Check your linen closet for towels and wash clothes that need to go. Tear towels into washcloth size rags for in the car or garage. Consider contacting your local animal shelter as they are often in need of towels.
#3 – Holiday Supplies and Decoration
Still, have those holiday decorations laying around in the garage? Take the time to organize and purge. You can buy containers that hold wrapping paper rolls and let your store ornaments safely. If you use red or green totes, you will recognize them easily for next Christmas.
Test your lights before storing them away for the year. Sort through ornaments and toss any that are broken or you are not using anymore. Old garland has a way of accumulating so sort through your garland. Place the garland you’re keeping in large Ziplock bags to prevent tangling. Do the same thing with your lights.
#4 The Kids & Crafts
Spring is actually the perfect time to clean out the kid’s room. They probably got new toys or gadgets from the holidays which will make clearing out the old ones easier. If the toys are broken or have missing pieces, trash them. If your child has outgrown them and they’re still in good shape, donate them. If your area has a yard sale group, sell them if they are in excellent shape.

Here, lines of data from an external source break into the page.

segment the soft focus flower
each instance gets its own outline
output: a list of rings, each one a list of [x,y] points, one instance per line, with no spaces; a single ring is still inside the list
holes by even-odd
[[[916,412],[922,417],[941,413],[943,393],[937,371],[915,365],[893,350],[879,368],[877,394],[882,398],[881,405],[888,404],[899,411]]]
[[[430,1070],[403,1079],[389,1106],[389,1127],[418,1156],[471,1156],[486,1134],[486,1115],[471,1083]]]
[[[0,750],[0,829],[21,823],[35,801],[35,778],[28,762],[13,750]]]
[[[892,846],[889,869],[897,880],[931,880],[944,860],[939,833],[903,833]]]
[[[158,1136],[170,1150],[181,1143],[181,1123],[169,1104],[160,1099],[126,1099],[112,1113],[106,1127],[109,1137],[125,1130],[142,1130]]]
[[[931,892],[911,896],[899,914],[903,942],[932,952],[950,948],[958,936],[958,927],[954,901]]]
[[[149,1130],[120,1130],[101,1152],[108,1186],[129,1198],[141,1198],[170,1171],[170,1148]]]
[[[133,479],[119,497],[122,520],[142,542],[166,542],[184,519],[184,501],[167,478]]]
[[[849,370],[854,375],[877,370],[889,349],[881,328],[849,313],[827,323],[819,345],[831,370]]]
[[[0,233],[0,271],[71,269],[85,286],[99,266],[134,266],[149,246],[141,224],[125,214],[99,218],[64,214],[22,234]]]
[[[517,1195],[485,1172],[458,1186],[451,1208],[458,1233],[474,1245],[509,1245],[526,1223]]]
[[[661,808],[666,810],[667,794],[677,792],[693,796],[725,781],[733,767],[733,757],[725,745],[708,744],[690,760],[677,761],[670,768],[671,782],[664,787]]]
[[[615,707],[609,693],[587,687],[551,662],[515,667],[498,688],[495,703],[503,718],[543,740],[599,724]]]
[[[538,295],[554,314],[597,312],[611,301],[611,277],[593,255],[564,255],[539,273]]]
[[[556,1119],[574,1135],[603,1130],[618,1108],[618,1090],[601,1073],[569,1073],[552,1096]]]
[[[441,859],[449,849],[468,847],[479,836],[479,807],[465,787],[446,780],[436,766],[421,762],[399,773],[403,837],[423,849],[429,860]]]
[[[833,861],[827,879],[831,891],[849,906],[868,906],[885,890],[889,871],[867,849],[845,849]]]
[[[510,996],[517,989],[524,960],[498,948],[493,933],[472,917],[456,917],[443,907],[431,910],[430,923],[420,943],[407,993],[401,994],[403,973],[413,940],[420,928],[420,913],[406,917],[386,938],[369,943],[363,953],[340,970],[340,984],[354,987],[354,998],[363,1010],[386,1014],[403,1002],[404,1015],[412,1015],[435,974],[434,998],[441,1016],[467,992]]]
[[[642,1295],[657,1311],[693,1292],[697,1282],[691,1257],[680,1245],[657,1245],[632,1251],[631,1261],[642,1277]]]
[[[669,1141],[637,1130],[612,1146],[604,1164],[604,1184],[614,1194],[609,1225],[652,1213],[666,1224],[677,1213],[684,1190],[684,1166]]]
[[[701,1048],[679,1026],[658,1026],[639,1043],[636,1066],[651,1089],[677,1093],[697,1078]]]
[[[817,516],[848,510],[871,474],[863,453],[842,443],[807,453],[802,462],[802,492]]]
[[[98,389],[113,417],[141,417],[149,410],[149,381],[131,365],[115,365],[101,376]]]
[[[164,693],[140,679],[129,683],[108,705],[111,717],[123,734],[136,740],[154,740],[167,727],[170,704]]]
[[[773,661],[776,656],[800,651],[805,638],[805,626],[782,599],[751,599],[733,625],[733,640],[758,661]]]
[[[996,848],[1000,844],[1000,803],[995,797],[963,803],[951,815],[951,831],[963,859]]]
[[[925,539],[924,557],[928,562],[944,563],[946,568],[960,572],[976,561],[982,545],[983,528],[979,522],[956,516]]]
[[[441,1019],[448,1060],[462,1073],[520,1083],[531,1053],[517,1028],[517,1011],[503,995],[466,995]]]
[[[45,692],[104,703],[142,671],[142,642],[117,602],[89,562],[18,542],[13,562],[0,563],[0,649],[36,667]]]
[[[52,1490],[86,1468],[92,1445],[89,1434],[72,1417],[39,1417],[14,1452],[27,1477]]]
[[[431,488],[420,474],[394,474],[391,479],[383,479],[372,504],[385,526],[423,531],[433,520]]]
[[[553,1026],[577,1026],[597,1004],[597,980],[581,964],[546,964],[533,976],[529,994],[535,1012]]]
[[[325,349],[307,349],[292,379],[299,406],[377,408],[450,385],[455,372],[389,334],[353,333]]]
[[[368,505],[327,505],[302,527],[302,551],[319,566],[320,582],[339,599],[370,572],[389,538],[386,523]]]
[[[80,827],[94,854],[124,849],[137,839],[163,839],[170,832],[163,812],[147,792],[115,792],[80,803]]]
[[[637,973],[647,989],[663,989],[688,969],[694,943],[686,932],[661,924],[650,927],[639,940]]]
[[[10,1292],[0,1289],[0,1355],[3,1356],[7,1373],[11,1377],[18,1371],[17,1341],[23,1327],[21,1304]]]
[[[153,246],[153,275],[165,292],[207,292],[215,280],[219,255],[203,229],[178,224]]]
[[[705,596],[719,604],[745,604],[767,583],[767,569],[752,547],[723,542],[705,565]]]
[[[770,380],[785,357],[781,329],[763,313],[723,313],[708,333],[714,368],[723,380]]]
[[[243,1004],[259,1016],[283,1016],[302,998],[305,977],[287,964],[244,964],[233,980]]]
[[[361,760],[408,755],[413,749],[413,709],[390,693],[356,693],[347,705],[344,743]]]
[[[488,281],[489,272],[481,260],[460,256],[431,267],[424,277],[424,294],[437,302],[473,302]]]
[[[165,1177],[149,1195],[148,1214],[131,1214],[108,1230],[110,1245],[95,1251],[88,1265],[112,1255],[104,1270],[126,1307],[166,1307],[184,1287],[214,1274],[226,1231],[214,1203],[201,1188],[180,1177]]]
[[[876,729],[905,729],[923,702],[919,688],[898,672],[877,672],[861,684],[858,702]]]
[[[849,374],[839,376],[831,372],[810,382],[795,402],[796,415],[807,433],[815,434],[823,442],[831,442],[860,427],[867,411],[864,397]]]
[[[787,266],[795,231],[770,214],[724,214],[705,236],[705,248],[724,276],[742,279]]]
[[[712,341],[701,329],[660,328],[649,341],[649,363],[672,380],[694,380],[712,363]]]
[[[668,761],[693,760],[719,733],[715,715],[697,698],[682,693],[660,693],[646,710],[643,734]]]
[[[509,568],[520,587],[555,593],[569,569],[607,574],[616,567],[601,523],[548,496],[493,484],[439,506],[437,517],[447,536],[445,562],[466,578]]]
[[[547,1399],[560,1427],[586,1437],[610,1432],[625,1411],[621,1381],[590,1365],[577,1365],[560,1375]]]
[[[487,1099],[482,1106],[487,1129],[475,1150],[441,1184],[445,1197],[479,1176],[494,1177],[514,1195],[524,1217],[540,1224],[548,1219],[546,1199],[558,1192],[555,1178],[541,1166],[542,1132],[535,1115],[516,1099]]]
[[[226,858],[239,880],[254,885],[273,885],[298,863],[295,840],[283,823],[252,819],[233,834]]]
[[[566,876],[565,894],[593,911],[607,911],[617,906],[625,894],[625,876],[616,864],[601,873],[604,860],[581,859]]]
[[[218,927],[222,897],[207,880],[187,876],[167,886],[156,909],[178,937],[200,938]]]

After taking care of the kid’s room, the craft closet is next. Many families do a lot of crafting over the year, especially during the holidays. Check for things like dried up glue, broken crayons, and markers without lids. Then, while things are on clearance, stock up for a new year of creative fun.
#5 – Books & Papers
Paperwork can pile up over time. Put aside a few hours when you can sort through magazines and mail. Donate magazines to local senior centers. If there is an article you want to save pull it out and put it in a folder. Toss any paper products you don’t want into the recycle or trash box. Stack things that you’re keeping. File immediately.
Bookshelves are the next logical thing to declutter. Dust your shelves thoroughly. Organize any that have gotten out of place. It’s a great time to make a section on books you want to read. Donate books you have read or don’t need anymore.
These high clutter areas can keep you from starting the New Year with a clean house. Don’t try to do it all in one day. Do one area at a time. An organized house is a stress-free house, which is definitely a good thing.